A named list containing:

mean: Estimated mean of the serial interval distribution (days)
sd: Estimated standard deviation of the serial interval distribution (days)
wts: Numeric vector of estimated component weights representing the probability that cases belong to each transmission route. Length depends on distribution choice (7 for normal, 4 for gamma)

References

Vink MA, Bootsma MCJ, Wallinga J (2014). Serial intervals of respiratory infectious diseases: A systematic review and analysis. American Journal of Epidemiology, 180(9), 865-875. doi:10.1093/aje/kwu209

Examples

# Example 1:Basic usage with simulated data
set.seed(123)
simulated_icc <- c(
  rep(1, 20),   # Short intervals (co-primary cases)
  rep(2, 25),   # Medium intervals (primary-secondary)
  rep(3, 15),   # Longer intervals (higher generation)
  rep(4, 8)
)

result <- si_estim(simulated_icc)


# Example 2: Larger simulated outbreak, specifying distribution
large_icc <- c(
  rep(1, 38),   # Short intervals (co-primary cases)
  rep(2, 39),   #
  rep(3, 30),   # Medium intervals (primary-secondary)
  rep(4, 17),   #
  rep(5, 7),    # Longer intervals (higher generation)
  rep(6, 4),
  rep(7, 2)
)

result_normal <- si_estim(large_icc, dist = "normal")
result_gamma <- si_estim(large_icc, dist = "gamma")

# Example 3: Using custom initial values
result_custom <- si_estim(large_icc, dist = "normal", init = c(3.0, 1.5))

# Example 4: Specify iterations
result_iter <- si_estim(large_icc, n=100)

Apply Moving Average Smoothing to R Estimates

Description

Applies temporal smoothing to reproduction number estimates using a centered moving average window. Handles missing and infinite values appropriately.

Usage

smooth_estimates(r_estimate, window)

Arguments

r_estimate

numeric vector; reproduction number estimates to smooth. Can contain NA or infinite values

window

integer; size of the smoothing window in time units. Window is centered around each point

Value

numeric vector; smoothed reproduction number estimates of the same length as input.
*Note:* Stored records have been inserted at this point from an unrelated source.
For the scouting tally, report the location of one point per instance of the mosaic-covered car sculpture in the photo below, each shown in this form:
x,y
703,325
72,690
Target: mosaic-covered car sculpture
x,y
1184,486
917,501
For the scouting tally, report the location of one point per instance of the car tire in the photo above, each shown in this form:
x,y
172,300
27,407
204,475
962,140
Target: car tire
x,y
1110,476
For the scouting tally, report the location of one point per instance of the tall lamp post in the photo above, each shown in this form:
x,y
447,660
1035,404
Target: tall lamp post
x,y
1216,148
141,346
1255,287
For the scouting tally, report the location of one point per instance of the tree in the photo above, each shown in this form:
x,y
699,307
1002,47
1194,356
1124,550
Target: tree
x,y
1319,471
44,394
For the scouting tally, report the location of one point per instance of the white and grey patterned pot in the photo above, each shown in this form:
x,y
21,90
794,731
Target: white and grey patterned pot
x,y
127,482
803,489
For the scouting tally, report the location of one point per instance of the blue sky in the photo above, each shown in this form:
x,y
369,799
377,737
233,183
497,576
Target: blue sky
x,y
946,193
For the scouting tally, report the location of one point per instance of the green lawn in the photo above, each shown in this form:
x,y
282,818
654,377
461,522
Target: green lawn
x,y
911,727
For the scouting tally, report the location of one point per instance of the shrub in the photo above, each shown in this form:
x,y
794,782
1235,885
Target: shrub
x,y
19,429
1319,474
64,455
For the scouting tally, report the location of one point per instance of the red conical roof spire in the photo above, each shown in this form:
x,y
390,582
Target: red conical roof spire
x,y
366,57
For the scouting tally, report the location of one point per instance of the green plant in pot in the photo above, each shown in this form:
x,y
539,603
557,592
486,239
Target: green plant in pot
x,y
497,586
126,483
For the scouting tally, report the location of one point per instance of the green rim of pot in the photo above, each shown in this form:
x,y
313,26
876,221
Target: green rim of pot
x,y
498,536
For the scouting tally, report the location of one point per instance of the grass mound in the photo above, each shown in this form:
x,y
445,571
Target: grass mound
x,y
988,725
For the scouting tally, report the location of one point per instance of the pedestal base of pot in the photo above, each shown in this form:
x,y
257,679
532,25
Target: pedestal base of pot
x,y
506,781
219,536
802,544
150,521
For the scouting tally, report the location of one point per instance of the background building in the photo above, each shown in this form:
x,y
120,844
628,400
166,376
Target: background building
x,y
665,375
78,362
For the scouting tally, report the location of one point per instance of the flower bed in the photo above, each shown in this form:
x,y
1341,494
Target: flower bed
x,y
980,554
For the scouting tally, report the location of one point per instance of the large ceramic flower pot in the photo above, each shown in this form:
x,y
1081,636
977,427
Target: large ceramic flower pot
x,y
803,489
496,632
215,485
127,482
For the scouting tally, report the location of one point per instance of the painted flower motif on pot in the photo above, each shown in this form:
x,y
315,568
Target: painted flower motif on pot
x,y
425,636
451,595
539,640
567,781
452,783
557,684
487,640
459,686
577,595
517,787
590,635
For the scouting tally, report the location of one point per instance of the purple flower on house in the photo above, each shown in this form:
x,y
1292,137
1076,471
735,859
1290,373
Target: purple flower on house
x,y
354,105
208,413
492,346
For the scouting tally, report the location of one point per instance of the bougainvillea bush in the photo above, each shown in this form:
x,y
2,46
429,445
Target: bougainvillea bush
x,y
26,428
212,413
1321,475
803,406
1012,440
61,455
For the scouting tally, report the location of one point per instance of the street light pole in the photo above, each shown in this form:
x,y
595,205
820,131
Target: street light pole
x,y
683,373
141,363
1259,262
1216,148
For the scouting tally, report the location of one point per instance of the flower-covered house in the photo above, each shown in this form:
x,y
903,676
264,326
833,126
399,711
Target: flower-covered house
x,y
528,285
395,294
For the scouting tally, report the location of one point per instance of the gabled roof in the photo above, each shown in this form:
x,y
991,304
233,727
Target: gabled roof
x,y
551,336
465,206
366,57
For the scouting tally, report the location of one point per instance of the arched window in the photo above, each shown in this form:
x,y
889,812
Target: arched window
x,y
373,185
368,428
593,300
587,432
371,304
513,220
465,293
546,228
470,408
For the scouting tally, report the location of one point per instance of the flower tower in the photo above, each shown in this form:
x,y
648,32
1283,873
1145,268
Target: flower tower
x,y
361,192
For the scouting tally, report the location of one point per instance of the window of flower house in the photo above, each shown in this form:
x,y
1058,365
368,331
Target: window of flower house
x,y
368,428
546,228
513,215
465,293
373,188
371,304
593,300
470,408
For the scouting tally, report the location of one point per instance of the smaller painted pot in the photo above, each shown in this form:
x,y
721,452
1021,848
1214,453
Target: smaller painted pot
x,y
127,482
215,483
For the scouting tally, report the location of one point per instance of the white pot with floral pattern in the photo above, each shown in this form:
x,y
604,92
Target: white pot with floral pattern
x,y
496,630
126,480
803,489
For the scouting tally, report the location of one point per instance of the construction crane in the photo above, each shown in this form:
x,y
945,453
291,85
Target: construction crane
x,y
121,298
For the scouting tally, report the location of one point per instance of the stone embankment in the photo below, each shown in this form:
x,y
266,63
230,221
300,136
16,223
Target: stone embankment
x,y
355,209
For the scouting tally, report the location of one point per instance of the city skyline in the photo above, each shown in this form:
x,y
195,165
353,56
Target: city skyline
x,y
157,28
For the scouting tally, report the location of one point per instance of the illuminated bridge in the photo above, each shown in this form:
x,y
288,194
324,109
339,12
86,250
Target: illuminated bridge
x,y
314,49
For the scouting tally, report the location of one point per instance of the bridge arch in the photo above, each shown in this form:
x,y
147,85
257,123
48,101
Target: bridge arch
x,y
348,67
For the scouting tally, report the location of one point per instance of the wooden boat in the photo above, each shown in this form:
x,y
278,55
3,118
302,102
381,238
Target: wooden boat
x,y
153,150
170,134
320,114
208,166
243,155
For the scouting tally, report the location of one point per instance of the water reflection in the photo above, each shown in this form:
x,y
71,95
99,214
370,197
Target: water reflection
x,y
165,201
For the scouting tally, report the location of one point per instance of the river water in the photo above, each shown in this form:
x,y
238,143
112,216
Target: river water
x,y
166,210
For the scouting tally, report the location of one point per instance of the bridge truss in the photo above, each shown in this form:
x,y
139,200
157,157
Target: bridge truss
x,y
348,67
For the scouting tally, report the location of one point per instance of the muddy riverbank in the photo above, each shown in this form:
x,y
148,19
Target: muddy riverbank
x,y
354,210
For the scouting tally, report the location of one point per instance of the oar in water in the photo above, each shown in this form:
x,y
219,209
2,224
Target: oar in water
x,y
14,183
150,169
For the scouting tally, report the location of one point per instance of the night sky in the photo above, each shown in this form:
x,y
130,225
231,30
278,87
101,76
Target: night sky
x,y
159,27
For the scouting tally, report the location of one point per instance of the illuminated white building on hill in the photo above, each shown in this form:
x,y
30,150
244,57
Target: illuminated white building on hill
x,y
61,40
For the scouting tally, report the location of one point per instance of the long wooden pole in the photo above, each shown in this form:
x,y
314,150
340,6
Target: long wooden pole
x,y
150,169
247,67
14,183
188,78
Returns NA for points with insufficient valid neighboring values

Estimate Time-Varying Case Reproduction Number Using Wallinga-Lipsitch Method

Description

Estimates the time-varying case reproduction number (R_c) from daily incidence data using the method developed by Wallinga and Lipsitch (2007). The case reproduction number represents the average number of secondary infections generated by cases with symptom onset at time t, making it useful for retrospective outbreak analysis.

Usage

wallinga_lipsitch(
  incidence,
  dates,
  si_mean,
  si_sd,
  si_dist = "gamma",
  smoothing = 0,
  bootstrap = FALSE,
  n_bootstrap = 1000,
  conf_level = 0.95,
  shift = FALSE
)

Arguments

incidence

numeric vector; daily case counts. Must be non-negative integers or counts. Length must match dates

dates

vector; dates corresponding to each incidence count. Must be the same length as incidence. Can be Date objects or anything coercible to dates

si_mean

numeric; mean of the serial interval distribution in days. Must be positive. Typically estimated from contact tracing data or literature

si_sd

numeric; standard deviation of the serial interval distribution in days. Must be positive

si_dist

character; distribution family for the serial interval. Options:

"gamma" (default): Recommended for most applications as it naturally restricts to positive values
"normal": Allows negative serial intervals, useful when co-primary infections are suspected

smoothing

integer; window size for temporal smoothing of R estimates. Use 0 for no smoothing (default), or positive integers for moving average smoothing over the specified number of days

bootstrap

logical; whether to calculate bootstrap confidence intervals. Defaults to FALSE. Setting to TRUE increases computation time but provides uncertainty quantification

n_bootstrap

integer; number of bootstrap samples when bootstrap = TRUE. More samples provide more stable intervals but increase computation time. Defaults to 1000

conf_level

numeric; confidence level for bootstrap intervals, between 0 and 1. Defaults to 0.95 (95% confidence intervals)

shift

logical; whether to shift R estimates forward by one mean serial interval. When TRUE, adds a shifted_date column for comparison with instantaneous reproduction number estimates. Defaults to FALSE

Details

The method calculates the relative likelihood that each earlier case infected each later case based on their time differences and the serial interval distribution, then aggregates these likelihoods to estimate reproduction numbers. The approach makes minimal assumptions beyond specifying the serial interval distribution.

Key features:

Pairwise likelihood approach: Considers all epidemiologically plausible transmission pairs (earlier to later cases)
Right-truncation correction: Adjusts for unobserved future cases (see calculate_truncation_correction)
Bootstrap confidence intervals: Quantifies estimation uncertainty
Temporal shifting: Optional alignment with instantaneous R estimates
Flexible smoothing: User-controlled temporal smoothing of estimates

The Wallinga-Lipsitch method estimates the case reproduction number by:

Computing transmission likelihoods from each earlier case to each later case based on the serial interval distribution
Normalizing these likelihoods so they sum to 1 for each potential infectee
Aggregating normalized likelihoods to estimate expected secondary cases per primary case
Applying corrections for right-truncation bias

Right-truncation correction accounts for secondary cases that may occur after the observation period ends (see calculate_truncation_correction). This correction is particularly important for recent cases in the time series.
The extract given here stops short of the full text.